While I say that the ideological component is unnecessary for the spread of agorism overall, I do not believe it is unimportant. Winning hearts and minds is, I believe, the fundamental aspect of furthering our goal of a free society. So whenever you see an instance such as the woman in Texas facing arrest for illegal tamales, by all means bring attention to it. Take these examples and use them to expose the ridiculousness and injustice of the state. She said, "I don't see why it's such a big deal." Most people will share her sentiment. It's cases like these that bring into reality the ad absurdum argument, and gets people thinking about the legitimacy of the law itself. Ideas are spread both through theory and through experience. The success of spontaneous agorism speaks to the legitimacy of the theory. We need both to convince society that they don't need the state. And to the extent that anarchists can bring about innovations that circumvent the state (such as neighborhood watch apps, private policing companies, etc), we can further our goal only by creating systems that are better, cheaper, and more accessible than the services provided by the state. Don't rely on people buying into a new technology purely for ideological reasons. The ones that catch on are the ones that will appeal to anarchists and non-anarchists alike.

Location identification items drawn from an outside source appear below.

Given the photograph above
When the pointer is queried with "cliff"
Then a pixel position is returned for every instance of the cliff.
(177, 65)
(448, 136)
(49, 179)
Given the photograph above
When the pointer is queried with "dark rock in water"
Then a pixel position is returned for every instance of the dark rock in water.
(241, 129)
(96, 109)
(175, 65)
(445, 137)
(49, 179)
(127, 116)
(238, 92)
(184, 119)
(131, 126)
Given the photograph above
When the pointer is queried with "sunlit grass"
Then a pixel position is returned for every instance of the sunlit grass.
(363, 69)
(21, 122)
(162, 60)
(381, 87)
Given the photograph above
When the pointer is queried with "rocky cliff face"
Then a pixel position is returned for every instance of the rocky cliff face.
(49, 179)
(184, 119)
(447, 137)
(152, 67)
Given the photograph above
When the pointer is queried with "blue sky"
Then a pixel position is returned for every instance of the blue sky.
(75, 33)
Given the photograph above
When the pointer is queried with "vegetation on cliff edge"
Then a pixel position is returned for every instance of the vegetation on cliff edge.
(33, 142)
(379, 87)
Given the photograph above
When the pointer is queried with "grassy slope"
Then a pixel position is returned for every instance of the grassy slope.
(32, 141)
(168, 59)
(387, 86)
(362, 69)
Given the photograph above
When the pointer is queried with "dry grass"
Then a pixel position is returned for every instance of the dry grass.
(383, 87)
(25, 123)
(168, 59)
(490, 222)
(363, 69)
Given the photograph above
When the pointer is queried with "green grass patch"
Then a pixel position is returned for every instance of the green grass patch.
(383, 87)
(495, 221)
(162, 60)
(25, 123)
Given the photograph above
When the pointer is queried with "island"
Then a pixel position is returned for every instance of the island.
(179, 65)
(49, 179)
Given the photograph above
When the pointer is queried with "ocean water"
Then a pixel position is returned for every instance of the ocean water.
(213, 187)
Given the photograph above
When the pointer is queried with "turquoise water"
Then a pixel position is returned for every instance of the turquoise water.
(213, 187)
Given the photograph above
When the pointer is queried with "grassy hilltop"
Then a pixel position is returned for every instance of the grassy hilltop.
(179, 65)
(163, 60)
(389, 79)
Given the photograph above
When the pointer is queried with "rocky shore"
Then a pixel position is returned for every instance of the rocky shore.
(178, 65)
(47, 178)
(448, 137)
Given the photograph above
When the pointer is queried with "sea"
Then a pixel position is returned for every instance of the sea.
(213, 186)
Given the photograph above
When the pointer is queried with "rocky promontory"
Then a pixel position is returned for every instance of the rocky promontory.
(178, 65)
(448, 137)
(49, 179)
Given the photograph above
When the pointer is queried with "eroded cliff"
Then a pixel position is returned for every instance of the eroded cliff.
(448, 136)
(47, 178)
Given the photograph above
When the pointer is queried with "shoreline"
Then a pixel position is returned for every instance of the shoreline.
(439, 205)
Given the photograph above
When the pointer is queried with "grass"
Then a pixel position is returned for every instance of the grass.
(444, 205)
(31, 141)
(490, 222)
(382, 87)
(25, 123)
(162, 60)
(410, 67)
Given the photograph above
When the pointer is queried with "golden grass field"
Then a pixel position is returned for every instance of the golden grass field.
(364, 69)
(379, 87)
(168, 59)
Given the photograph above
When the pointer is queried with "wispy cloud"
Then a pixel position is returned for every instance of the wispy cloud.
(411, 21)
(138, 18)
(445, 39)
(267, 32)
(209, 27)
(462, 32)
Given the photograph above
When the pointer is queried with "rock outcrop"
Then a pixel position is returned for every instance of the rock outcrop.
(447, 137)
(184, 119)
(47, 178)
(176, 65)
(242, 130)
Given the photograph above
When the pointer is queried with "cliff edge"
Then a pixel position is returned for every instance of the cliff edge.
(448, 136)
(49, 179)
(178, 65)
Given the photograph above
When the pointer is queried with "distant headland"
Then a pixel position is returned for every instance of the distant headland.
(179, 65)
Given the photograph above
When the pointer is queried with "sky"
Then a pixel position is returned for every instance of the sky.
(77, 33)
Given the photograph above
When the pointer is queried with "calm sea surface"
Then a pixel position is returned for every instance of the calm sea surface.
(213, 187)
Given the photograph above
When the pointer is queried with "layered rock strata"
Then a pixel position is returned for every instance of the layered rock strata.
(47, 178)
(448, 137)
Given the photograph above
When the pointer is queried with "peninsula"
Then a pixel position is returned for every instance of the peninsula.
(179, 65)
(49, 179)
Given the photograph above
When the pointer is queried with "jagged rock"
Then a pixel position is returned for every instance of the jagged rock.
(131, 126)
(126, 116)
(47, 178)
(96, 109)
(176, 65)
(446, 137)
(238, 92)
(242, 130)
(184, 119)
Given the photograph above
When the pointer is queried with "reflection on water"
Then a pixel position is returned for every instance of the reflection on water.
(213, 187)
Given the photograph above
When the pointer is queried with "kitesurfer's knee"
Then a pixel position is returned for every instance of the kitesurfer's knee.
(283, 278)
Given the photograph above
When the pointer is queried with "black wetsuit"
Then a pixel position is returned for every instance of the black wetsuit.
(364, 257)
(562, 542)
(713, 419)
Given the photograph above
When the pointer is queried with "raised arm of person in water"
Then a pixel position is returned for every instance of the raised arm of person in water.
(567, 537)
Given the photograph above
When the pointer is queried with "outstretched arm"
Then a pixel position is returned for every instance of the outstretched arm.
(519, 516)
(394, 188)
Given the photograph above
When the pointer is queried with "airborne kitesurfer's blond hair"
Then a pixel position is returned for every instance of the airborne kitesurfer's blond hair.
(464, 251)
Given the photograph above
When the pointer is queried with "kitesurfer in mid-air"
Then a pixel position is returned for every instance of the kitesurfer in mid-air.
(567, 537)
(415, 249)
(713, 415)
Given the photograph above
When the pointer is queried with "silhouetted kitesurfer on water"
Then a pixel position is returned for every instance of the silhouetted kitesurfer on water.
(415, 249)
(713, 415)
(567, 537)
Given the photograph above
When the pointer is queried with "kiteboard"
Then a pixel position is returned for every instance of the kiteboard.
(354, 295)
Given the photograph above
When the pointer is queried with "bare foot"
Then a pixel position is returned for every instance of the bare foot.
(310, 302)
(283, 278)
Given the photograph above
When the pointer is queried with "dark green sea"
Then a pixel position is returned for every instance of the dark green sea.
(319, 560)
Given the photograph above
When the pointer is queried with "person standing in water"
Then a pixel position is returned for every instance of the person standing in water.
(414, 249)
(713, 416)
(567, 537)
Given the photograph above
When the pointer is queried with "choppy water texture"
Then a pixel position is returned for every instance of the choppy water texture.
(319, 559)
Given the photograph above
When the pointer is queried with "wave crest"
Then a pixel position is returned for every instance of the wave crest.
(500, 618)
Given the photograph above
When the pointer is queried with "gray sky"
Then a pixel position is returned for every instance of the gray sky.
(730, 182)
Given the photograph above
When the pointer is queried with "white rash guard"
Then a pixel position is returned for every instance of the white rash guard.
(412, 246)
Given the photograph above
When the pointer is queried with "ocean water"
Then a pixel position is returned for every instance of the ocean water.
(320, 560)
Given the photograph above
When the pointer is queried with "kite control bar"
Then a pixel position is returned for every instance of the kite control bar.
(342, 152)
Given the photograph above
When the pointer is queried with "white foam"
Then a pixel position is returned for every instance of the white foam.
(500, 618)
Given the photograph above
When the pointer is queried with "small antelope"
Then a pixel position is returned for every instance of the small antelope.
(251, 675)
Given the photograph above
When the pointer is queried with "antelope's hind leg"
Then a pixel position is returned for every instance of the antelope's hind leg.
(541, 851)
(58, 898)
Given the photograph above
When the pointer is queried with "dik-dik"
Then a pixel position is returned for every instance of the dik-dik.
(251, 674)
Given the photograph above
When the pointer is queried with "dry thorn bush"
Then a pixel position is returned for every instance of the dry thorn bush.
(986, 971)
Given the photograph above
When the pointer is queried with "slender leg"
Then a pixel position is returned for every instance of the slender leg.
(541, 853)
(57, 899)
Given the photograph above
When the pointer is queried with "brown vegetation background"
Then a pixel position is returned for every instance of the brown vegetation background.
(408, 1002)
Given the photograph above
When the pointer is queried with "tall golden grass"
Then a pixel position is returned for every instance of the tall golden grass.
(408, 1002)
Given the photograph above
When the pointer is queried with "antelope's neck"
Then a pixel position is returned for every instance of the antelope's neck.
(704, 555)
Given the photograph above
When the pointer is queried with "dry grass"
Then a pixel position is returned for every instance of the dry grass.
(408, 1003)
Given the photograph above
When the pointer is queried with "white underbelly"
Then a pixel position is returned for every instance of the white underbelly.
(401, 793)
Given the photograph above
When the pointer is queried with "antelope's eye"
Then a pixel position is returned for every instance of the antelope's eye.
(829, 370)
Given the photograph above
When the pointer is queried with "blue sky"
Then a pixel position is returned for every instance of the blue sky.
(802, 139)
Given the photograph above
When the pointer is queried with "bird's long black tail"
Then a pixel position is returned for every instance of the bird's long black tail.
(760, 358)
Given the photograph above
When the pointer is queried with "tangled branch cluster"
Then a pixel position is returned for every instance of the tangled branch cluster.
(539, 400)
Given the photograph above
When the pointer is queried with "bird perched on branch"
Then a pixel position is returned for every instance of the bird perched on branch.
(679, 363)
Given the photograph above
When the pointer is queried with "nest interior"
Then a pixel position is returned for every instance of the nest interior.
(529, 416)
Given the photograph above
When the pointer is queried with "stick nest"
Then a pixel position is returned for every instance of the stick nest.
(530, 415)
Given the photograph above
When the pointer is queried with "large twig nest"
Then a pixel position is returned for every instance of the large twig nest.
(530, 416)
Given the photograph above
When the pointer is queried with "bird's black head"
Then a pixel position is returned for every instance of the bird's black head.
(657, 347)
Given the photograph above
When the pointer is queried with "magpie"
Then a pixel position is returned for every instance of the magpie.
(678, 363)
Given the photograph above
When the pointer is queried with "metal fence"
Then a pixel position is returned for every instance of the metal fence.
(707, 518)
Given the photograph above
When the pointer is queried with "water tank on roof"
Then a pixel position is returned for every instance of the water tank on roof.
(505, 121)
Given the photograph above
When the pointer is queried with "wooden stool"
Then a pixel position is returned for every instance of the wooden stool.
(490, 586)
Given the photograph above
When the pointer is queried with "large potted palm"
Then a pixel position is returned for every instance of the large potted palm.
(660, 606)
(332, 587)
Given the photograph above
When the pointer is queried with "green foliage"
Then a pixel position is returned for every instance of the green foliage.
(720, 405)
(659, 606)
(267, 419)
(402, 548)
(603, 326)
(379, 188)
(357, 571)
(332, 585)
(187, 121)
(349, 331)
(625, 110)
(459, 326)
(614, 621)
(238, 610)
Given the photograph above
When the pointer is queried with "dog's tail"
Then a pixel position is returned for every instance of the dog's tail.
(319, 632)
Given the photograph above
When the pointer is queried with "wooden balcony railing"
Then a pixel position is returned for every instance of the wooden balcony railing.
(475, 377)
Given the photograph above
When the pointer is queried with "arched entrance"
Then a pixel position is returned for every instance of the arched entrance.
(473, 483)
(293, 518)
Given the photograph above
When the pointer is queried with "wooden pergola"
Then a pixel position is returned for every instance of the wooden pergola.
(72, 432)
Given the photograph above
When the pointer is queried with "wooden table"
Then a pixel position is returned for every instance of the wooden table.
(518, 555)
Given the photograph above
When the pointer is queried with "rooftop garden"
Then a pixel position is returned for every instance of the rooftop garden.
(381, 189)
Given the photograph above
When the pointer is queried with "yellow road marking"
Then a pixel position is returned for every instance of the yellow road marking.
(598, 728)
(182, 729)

There is a line in George Orwell's 1984 that sums up what I want to say:

"If there was hope, it must lie in the proles, because only there in those swarming disregarded masses, 85 per cent of the population of Oceania, could the force to destroy the Party ever be generated. The Party could not be overthrown from within. .... But the proles, if only they could somehow become conscious of their own strength, would have no need to conspire. They needed only to rise up and shake themselves like a horse shaking off flies. If they chose they could blow the Party to pieces tomorrow morning. Surely sooner or later it must occur to them to do it?"

No, they have no need to conspire. The state itself gives them their own impetus for eschewing it, sooner or later. The job of the middle class, white male anarchists is simply to persuade their fellow Party members to never institute a new state over them once the old one has been got rid of.

(postscript: If anyone should accuse me of looking down on, or patronizing, the poor working class, the "proletariat", please note that I myself am a member of this very class; I have an inside look, if you will, and I don't consider anything that I've said to be denigrating to my own class. On the contrary, I have much worse to say of the middle class, on which I hold my tongue.)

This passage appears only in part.